Voice UI on Mobile: Challenges and OpportunitiesOctober 10, 2019
Adoption of voice interfaces on mobile platforms has grown rapidly in recent years. This surge is almost entirely driven by voice assistants created by mobile platform owners Apple, Google, and Samsung.
Despite voice assistant ubiquity, third party mobile apps are struggling to offer compelling voice-enabled experiences tailored for their domains of interest. Developing voice recognition technology is complex and out of reach for the majority of companies. Additionally, platform owners provide only a limited programmatic access to their voice technology, which can subsequently limit app user experience. And although there are several open-source and commercial voice recognition technologies available, each has obstacles when used on mobile platforms.
Below we will survey popular options for adding voice interfaces to a mobile app, starting with cross-platform technologies and then exploring platform-specific solutions.
Cloud-based solutions such as Amazon Lex, Google Dialogflow, and IBM Watson are easy to integrate, have high accuracy, and support multiple languages. The leading cloud providers offer combined speech-to-text (STT) and natural language understanding (NLU) capabilities with (limited) STT tuning for improved performance.
There are two major drawbacks with cloud voice recognition: lack of privacy and high operating cost.
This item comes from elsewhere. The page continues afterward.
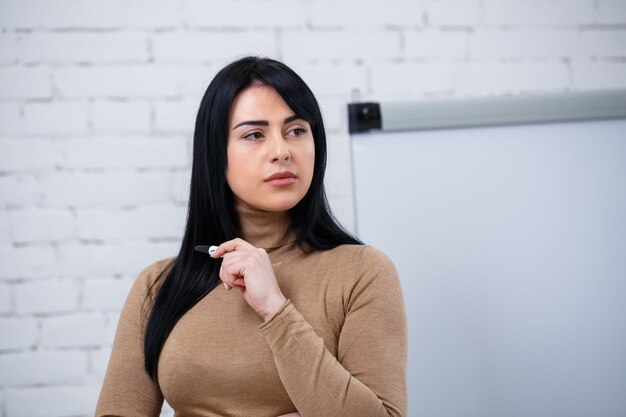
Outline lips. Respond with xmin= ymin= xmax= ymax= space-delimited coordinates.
xmin=263 ymin=171 xmax=298 ymax=186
The voice data needs to be transferred out of the device, which in turn raises privacy concerns and in certain use cases—such as health care—may breach regulatory compliance. Most providers charge a minimum of $0.004 per API call  . Assuming 10 voice interactions per user per day, this adds up to $14 per user per year.
The need for connectivity makes it impossible to provide a reliable and responsive experience as the existence and quality of an Internet connection is not guaranteed. Finally, cloud-based solutions are particularly inefficient in terms of battery power consumption as they need to continuously stream data to and from the device, which in turn limits their usefulness in always-listening and long running applications.
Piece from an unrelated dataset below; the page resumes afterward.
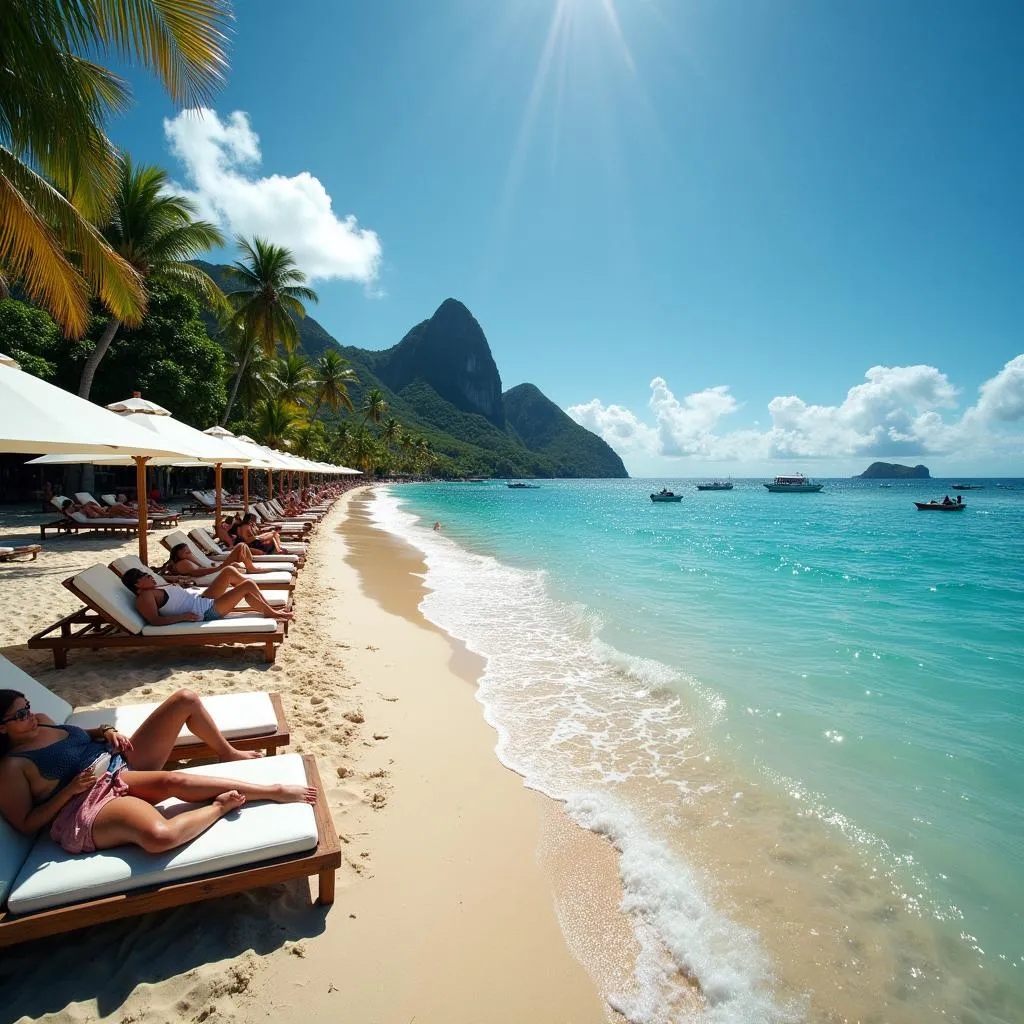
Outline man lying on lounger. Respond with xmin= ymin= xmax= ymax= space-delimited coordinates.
xmin=121 ymin=567 xmax=292 ymax=626
xmin=0 ymin=688 xmax=316 ymax=853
PocketSphinx can run offline on Android and iOS devices. Its main drawback is low recognition accuracy . Additionally, PocketSphinx only offers STT capability and the inference of intent from transcribed text needs to be performed separately by NLU software. This often results in reduced performance from compounded errors.
Kaldi is a speech recognition toolkit intended for use by speech recognition researchers. It is possible to train highly-accurate models using Kaldi and then optimize the implementation for running on ARM-based Android and iOS devices.
The main drawback of Kaldi is its steep learning curve and lack of production-ready code. In practice, a company seeking to use Kaldi needs to hire speech scientists, C++ programmers, and invest significant upfront cost and time for data gathering, training the model, and optimizing the runtime engine for mobile execution. Additionally, Kaldi only offers STT capability and inference of intent from the transcribed text needs to be performed separately.
Mozilla DeepSpeech & Rasa
Mozilla DeepSpeech is an STT engine supported by Mozilla, and Rasa is an upcoming NLU framework. Both frameworks are widely used but are too heavyweight to run on mobile devices at the time of this writing.
Picovoice’s Speech-to-Intent engine is a bespoke jointly-optimized STT and NLU engine, tuned for the domain of interest. The result of this optimization: an end-to-end model that outperforms alternatives in accuracy and runtime efficiency and can work offline on any mobile device. Compared to Google’s Dialogflow, it achieves 40% higher command acceptance rate while requiring less than 2MB of RAM and less than 1% CPU usage on most modern mobile devices  .
Picovoice’s speech-to-intent is fully customizable for the domain of interest and combined with the Picovoicewake-word engine can provide a unique user experience. For example, using Picovoice technology it is possible to control an app using the command below:
Hey Strava, pause my workout.
While the same command would look like this by using SiriKit:
Hey Siri, pause my workout in Strava.
The major limitation of Picovoice is that it only supports English at the time of this writing.
Speech Recognition API
The iOS Speech Recognition API is a free cloud-based STT service offered by Apple. Although free, it comes with a set of stringent usage rate limitations. Also, intent inference from transcribed text needs to be performed separately, which results in subpar performance—especially in the presence of domain-specific vocabulary.
SiriKit can be thought as API access to some of the functionalities of Siri for third party apps. It offers an end-to-end speech intent inference solution and is free.
SiriKit offers a limited number of domains such as music and fitness. Hence, If the third party app doesn't fall into an existing domain, it likely cannot make use of it. Additionally, apps that can make use of existing domains cannot customize them based on their needs or brand. For example: the wake phrase is always “Hey Siri” and cannot be changed. At the time of this writing, Siri requires Internet connectivity.
The Android SpeechRecognizer transcribes text from a live stream of audio; it is free to use without any usage limitations. Offline capability is available on the latest Google Pixel phones and can be added manually by the end user to some older Android devices. Intent inference needs to happen separately and hence the performance can be subpar, especially when there is domain specific vocabulary.
Google Assistant Actions
Google Assistant Actions is a free service that performs end-to-end intent inference and is with good accuracy. Similar to SiriKit, it has a limited number of predefined domains:if an app does not belong to one of the existing ones, cannot make use of Google Assistant Actions. This can result in a lousy user experience as the user might be forced to leave the app. There is limited room for customizability as the wake phrase needs to be “OK Google”. Finally, there is no support for offline operation.
The table below summarizes the pros and cons of all of the approaches discussed in this article:
|Cloud||PocketSphinx||Kaldi||Picovoice||iOS STT||SiriKit||Android STT||Google Actions|
|Cost of Integration||Low||Medium||High||Low||Low||Low||Low||Low|
|Custom Wake Word||No||Yes||Yes||Yes||No||No||No||No|